Chapter 5 introduces structured specifications in the context of an arbitrary institution, and presents a moderately-sized example illustrating the practical use. Chapter 6 extends this with (higher-order) parameterisation, and carefully illustrates the difference between specification of parameterised programs and parameterised specification of programs. Chapter 7 then uses this to build the machinery for formal program development, which is illustrated with some larger example involving hash functions on two levels. The example is nicely chosen, although the notation for higher-order constructors is sometimes difficult to read. The authors eventually introduce the "given" notation, which is much more readable.
Chapter 8 extends the previous work to behavioural specifications, first for standard algebraic specifications, then for the programming language/logic FPL, and then for an arbitrary institution. This requires considerable technical effort, but the reader gets presented a formalism that both subsumes the many diverse existing approaches in the literature and that captures the relevant problems of data abstraction and behavioural encapsulation. Again, this is illustrated with the above mentioned example.
Chapter 9 provides proof systems at the various levels introduced so far, and (after a certain bias to particular institutions in chapter 8) continues the institution independent approach of the preceding chapters. Soundness and completeness is discussed and proved at the various levels, as well as illustrative examples are given.
Chapter 10 opens the perspective of working with multiple logical systems using institution morphisms and comorphisms, which gives rise to new heterogeneous specification constructs, that can e.g. be used for a more systematic relation of specification and programming languages.
The ten chapters provide quite a lot of material, leading to a quite thick book which most people probably won't read sequentially, but more selectively, or use it as a reference. The authors give some hints for selective reading and also for using the material in university classes.
The book benefits from lots of carefully chosen examples (specification and programs) at various places that click together at later stages. This makes the book really a computer science book, although it is quite mathematical. Still, it should be made clear that the book takes the perspective of *theoretical* computer science, and the examples, although some go beyond the size of small toy examples, are still far away from industrial case studies (and no link to such case studies is given in the book). Now such an application perspective heavily depends on the availability of good tool support. Many of the numerous example specifications provided in the book have been formulated in the Common Algebraic Specification Language and therefore can be processed by tools. It would be helpful to have a website where the specifications are available for download.

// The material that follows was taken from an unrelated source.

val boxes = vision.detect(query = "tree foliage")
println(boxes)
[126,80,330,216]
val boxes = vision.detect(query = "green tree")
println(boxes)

To conclude, the book is well written and carefully motivated. The book provides useful literature surveys in the bibliographical at the end of each chapter. There is a helpful notational index, as well as a concept index. The number of cross references within the book is impressive. All the material is technically correct with surprisingly few errors. The material is presented with numerous exercises that serve for the further development of the theory; and the further material often depends in these exercises (although hints are given in these cases). Altogether, this book is an important compendium in the field of axiomatic specifications.